Opus bitext and monolingual data

#Opus bitext and monolingual data manual#
#Opus bitext and monolingual data full#

In the case of Arabic dialects, a further complication arises due to the informal status of the dialects, which are not standardized and not used in formal contexts but rather only in informal online media such as social networks, chats, forums, Twitter, and SMS messages, though the Egyptian Wikipedia is one notable exception.

#Opus bitext and monolingual data manual#

Here again, manual rules and/or language-specific tools and resources are typically used. A special case of this same line of research is the translation between dialects of the same language, for example, between Cantonese and Mandarin (Zhang 1998), or between a dialect of a language and a standard version of that language, for example, between some Arabic dialect (e.g., Egyptian) and Modern Standard Arabic (Bakr, Shaalan, and Ziedan 2008 Sawaf 2010 Salloum and Habash 2011 Sajjad, Darwish, and Belinkov 2013).

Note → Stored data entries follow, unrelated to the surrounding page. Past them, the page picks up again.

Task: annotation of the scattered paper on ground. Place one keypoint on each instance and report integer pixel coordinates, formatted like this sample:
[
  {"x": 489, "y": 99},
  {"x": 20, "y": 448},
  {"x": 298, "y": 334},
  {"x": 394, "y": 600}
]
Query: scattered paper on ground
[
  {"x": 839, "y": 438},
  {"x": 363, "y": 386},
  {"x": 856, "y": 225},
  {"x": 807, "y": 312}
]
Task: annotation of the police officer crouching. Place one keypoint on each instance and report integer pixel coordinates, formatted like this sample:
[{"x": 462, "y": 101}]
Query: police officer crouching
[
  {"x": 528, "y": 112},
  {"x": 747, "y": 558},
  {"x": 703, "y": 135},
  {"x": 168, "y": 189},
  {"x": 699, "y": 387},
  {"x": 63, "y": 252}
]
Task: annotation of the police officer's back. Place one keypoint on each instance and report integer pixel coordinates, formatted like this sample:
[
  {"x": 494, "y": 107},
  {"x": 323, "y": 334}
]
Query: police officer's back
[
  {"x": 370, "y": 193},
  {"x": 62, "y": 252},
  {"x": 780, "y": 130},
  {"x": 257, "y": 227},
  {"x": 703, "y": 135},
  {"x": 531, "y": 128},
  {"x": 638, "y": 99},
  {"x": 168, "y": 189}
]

#Opus bitext and monolingual data full#

In contrast, we have a different objective: We do not carry out full translation but rather adaptation (since our ultimate goal is to translate into a third language X). This has been tried for a number of language pairs including Czech–Slovak (Hajič, Hric, and Kuboň 2000), Turkish–Crimean Tatar (Altintas and Cicekli 2002), Irish–Scottish Gaelic (Scannell 2006), and Macedonian–Bulgarian (Nakov and Tiedemann 2012). One relevant line of research is on machine translation between closely related languages, which is arguably simpler than general SMT, and thus can be handled using word-for-word translation, manual language-specific rules that take care of the necessary morphological and syntactic transformations, or character-level translation/ transliteration.

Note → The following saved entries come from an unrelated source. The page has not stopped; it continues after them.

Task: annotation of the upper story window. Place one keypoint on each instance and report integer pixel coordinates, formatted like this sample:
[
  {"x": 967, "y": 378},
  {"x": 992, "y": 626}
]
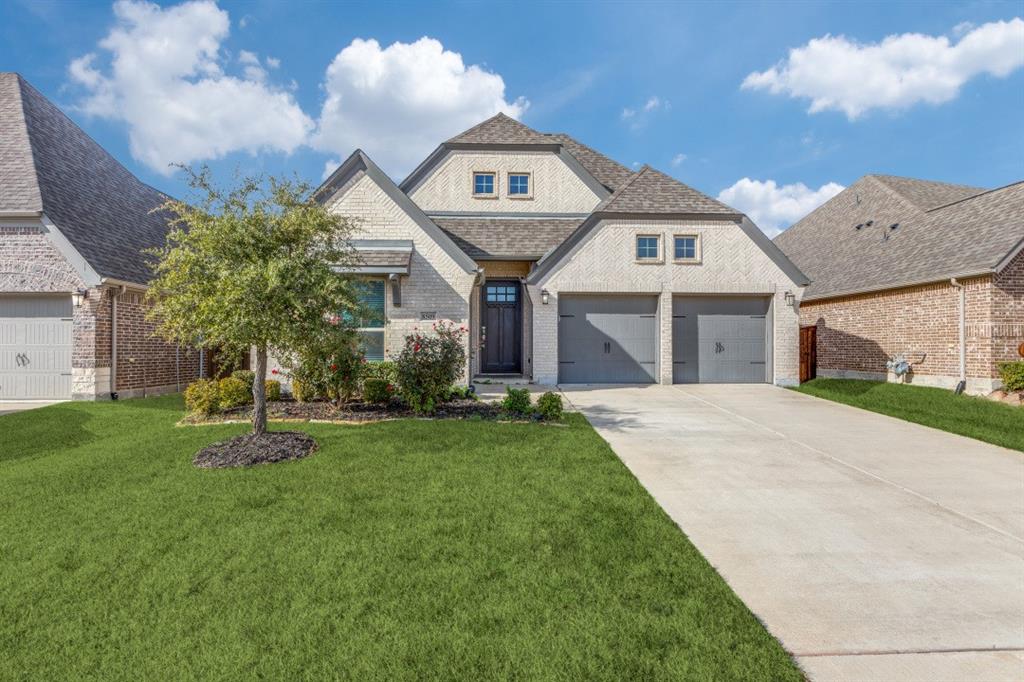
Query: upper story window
[
  {"x": 686, "y": 247},
  {"x": 648, "y": 247},
  {"x": 519, "y": 184},
  {"x": 483, "y": 184}
]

We also demonstrate the applicability of our approaches to other languages and domains. Moreover, combining the small POOR–TGT bitext with the adapted bitext outperforms the corresponding combinations with the unadapted bitext by 1.93–3.25 BLEU points. Our experiments for Indonesian/Malay–English translation show that using the large adapted resource-rich bitext yields 7.26 BLEU points of improvement over the unadapted one and 3.09 BLEU points over the original small bitext. Our work is of importance for resource-poor machine translation because it can provide a useful guideline for people building machine translation systems for resource-poor languages. We assume a small POOR–TGT bitext from which we learn word-level and phrase-level paraphrases and cross-lingual morphological variants between the resource-rich and the resource-poor language. Specifically, we build improved statistical machine translation models from a resource-poor language POOR into a target language TGT by adapting and using a large bitext for a related resource-rich language RICH and the same target language TGT. Thus, we propose three novel, language-independent approaches to source language adaptation for resource-poor statistical machine translation. Most of the world languages are resource-poor for statistical machine translation still, many of them are actually related to some resource-rich language.